Considerado uno de los 17 sabios del fin de milenio, Ernesto de la Peña sucumbió desde niño a los libros, la música y las palabras bien dichas. Estudió en escuelas particulares hasta la preparatoria y después cursó la carrera de Letras Clásicas en la Facultad de Filosofía y Letras de la Universidad Nacional Autónoma de México. Poco después —porque era curioso, porque no era suficiente— se inscribió en El Colegio de México y estudió chino y sánscrito. Escuchó y se enamoró de toda la poesía del mundo y su diversidad de mapas: las mitologías china, hindú o grecolatina; las religiones judeocristianas, las enseñanzas musulmanas y de las muchas maneras de nombrar a la Gloria y al Infierno. Hasta escribió en uno de sus libros, para quien se atreviera a la cocina celestial, la receta para la confección de ángeles: “Tómese un dios que ame las jerarquías y un teólogo asesor que las defina. Constrúyase un modelo a escala de los siete cielos. No deje de rodearlo de un cíngulo de estrellas fijas y remátelo con un lugar llamado Empíreo. Piense y, de ser posible, sienta la música de las esferas y perciba los arquetipos de Platón”.

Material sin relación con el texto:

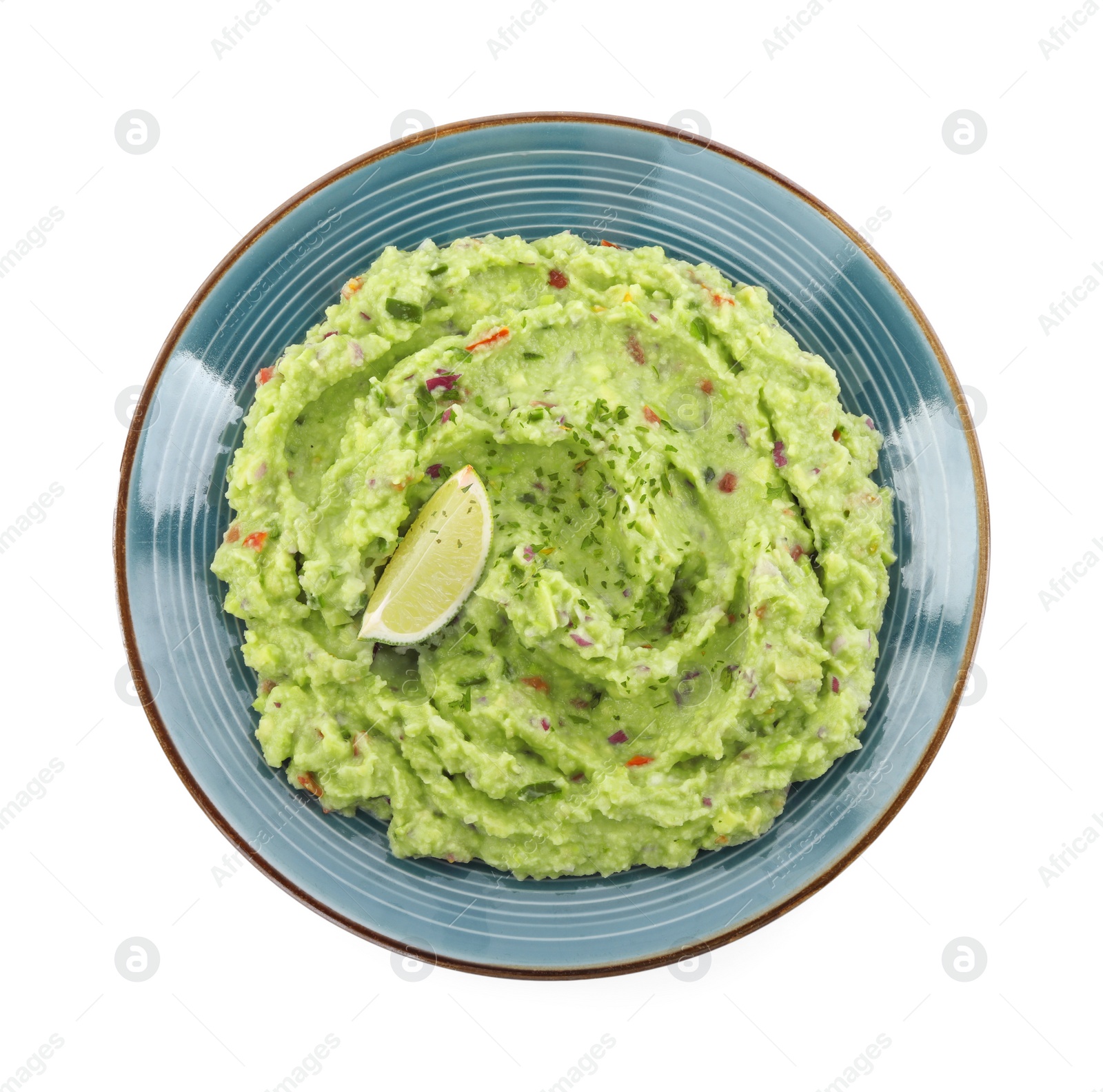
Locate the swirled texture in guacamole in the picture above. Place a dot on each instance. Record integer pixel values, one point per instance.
(678, 616)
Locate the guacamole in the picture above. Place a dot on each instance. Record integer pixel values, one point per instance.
(678, 614)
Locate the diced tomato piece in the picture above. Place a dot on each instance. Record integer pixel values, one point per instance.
(494, 339)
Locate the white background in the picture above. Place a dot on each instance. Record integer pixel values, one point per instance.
(250, 981)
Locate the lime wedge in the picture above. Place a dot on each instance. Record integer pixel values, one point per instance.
(436, 567)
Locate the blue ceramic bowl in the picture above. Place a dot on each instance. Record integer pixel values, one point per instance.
(632, 183)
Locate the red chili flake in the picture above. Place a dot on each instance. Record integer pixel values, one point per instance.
(494, 339)
(441, 381)
(308, 782)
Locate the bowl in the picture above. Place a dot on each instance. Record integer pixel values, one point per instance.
(632, 183)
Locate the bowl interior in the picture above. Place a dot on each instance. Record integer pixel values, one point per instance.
(631, 185)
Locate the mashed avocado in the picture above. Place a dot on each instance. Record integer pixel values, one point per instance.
(678, 618)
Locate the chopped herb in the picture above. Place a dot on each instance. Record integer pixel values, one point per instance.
(404, 312)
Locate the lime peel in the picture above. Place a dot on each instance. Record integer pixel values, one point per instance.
(436, 566)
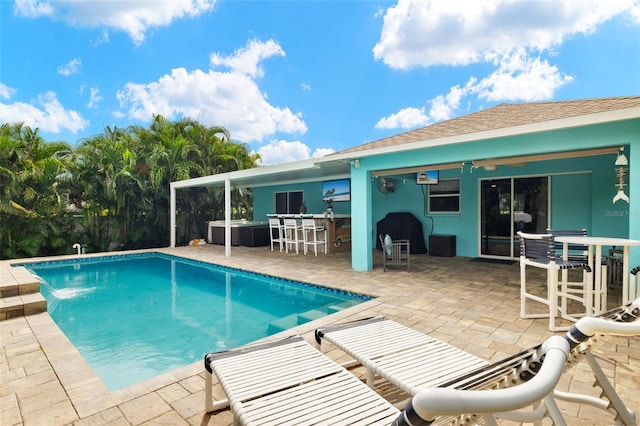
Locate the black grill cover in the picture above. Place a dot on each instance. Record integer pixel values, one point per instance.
(402, 226)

Poeta, traductor, un “erudito inútil” como se nombró y lo nombraron varios, además de filólogo y lingüista fue también ejemplar hablante como comunicador pues compartió horas de sabiduría con sus radioescuchas durante más de veinte años, respondió todas las preguntas de buena gramática y sintaxis, así se ocuparan de temas sencillos o complejos (el amor o los textos apócrifos de Santo Tomás, por ejemplo).
A pesar de ser amante de la palabra escrita, conocedor de literatos, poetas y filósofos publicó su primer libro Las estratagemas de Dios hasta 1988, a la edad de 61 años. Con él ganó el Premio Xavier Villaurrutia e inauguró un género literario en México: la “teodicea lúdica”, decía, mostrando la sonrisa cobijada por su esplendorosa barba blanca. Leyéndolo, algunos reconocieron muchas y distintas interpretaciones de clásicas metáforas, parábolas impecables pero divertidas, la diferencia entre las palabras mágicas y la palabra sagrada y cómo ambas son capaces de transportar el alma a otras humanidades y deseos. Incluso después de deshacer el pacto con el Diablo.
Más de ochenta años de vida y vinieron premios, conferencias, cursos, exposiciones y muchos libros más, todos de títulos perfectos: Las máquinas espirituales; El indeleble caso de Borelli; Mineralogía para intrusos; Los Evangelios de Mateo, Marcos, Lucas y Juan —con traducción directa del original griego al español—; El centro sin orilla; Las controversias de la fe y La rosa transfigurada.
Pero con el maestro siempre había más. Todo el tiempo algo que nos faltaba porque no le faltaba nada. En una de las últimas entradas de su blog escribió que en su libro Palabras para el desencuentro (de poesía insólita, desgarradora, bella e increíble), la presencia de la muerte se integraba a sus palabras. Porque tendía un velo incómodo en las noches de sueño, porque la muerte también puede ser una anfitriona permanente para involucrarnos con pensamientos más elevados. Y escribió al final que hay mucha poesía en la imagen de un hombre que trata de explicarse las cosas.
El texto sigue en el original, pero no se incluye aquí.